Bakın arkadaşlar, Türk olarak kendi tarihimizi yüceltebiliriz, yücelsin de; tarihimizle de geçmişimizle de gurur duyuyorum. Bizim yüceltebilmek için sebeplerimiz varken, yabancı bir insanda bu durum yok. Ne biliyorsa, onların bölgesinde ne anlatılıyorsa, hangi kaynaklar okunuyorsa buna göre yorumluyorlar. Onlar da memleketlerini yüceltiyorlar, haklı olarak.
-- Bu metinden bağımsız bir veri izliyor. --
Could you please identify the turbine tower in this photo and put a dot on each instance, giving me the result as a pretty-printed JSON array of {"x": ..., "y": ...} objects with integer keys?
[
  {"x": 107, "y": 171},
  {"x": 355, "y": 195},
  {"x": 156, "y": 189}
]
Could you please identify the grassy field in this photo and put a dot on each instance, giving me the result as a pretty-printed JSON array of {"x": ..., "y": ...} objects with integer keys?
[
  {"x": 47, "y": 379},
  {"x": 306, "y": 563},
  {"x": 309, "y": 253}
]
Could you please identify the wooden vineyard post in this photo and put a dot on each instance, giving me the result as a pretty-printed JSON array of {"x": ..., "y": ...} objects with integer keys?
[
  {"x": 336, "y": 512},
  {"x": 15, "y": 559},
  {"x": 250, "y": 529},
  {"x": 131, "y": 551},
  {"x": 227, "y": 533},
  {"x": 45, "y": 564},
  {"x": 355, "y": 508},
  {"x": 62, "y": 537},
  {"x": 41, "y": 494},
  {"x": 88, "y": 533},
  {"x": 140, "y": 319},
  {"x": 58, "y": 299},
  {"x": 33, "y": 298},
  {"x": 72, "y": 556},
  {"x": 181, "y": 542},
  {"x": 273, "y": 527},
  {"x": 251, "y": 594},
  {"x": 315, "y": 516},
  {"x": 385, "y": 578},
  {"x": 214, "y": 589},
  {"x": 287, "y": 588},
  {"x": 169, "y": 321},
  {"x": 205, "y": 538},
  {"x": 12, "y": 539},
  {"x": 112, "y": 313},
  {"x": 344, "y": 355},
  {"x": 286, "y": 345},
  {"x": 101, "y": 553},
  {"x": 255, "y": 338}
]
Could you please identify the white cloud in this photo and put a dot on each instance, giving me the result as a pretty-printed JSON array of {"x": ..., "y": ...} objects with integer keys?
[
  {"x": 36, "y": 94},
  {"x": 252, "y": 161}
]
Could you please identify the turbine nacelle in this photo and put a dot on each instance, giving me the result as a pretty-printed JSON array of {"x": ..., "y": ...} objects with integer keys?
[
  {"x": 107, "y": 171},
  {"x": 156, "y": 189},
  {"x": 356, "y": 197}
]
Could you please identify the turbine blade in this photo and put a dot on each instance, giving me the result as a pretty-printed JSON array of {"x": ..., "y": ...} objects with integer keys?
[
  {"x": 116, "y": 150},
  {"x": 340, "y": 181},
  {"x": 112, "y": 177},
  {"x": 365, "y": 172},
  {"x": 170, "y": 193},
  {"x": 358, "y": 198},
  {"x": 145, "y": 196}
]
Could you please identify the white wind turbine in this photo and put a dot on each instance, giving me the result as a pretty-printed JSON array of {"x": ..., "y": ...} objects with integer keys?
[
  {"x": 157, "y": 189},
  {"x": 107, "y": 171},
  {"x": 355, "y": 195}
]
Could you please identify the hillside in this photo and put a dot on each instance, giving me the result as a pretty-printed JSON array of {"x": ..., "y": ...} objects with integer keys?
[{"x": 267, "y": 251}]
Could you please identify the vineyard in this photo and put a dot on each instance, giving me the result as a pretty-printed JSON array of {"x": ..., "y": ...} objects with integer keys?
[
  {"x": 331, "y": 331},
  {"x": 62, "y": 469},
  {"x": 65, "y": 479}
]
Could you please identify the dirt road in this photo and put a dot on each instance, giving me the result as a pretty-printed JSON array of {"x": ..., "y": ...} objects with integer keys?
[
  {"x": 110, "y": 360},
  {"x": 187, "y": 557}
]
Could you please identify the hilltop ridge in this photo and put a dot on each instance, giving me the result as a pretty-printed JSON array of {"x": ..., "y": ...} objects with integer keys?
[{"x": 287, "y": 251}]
Bu nedenle yabancı yazarlardan bizim memleketimizin tarihini okumayı seviyorum, çünkü tarihteki hatalarımızı yumuşatarak söyleme derdi yok; bu da hatayı daha çözülebilir kılıyor.
Buraya kadar sorun yok. Yazarımız Arap. Benim için sorun değil, Arabistan halkının huylarıyla taban tabana zıta yakın bir insan olsam da Arabistan'ı severim. En yakın arkadaş grubumda canımı verebileceğim 2 arkadaşım Arap göçmeni, Arap alfabesini biliyorum ve Osmanlıca da okuyabiliyorum az uz. Yani demem o ki, hiçbir problemim yok herhangi bir arapla; ancak bu insanların bizimle sorunu ne bilmiyorum arkadaşlar. Hani diyorlar ya "tarafsız tarih anlatıcısı" diye, bu adam Melikşah'ı yerden yere vurdu, küçük düşürücü tonla söz var. Hatta karakterle sınırlamayayım, kitabın ilk 2 bölümünde(ilk 173 sayfa) fazlasıyla aşağılama var. Kitabı okumanıza bile gerek yok, göz gezdirseniz bile mutlaka gözünüze bir şeyler çarpar. Sonuçta yazar bir eser ortaya atmış, kendi fikri; dedikleri doğru yanlış kısmında bile değilim daha, ancak yazarın gayet taraflı olduğu apaçık ortada.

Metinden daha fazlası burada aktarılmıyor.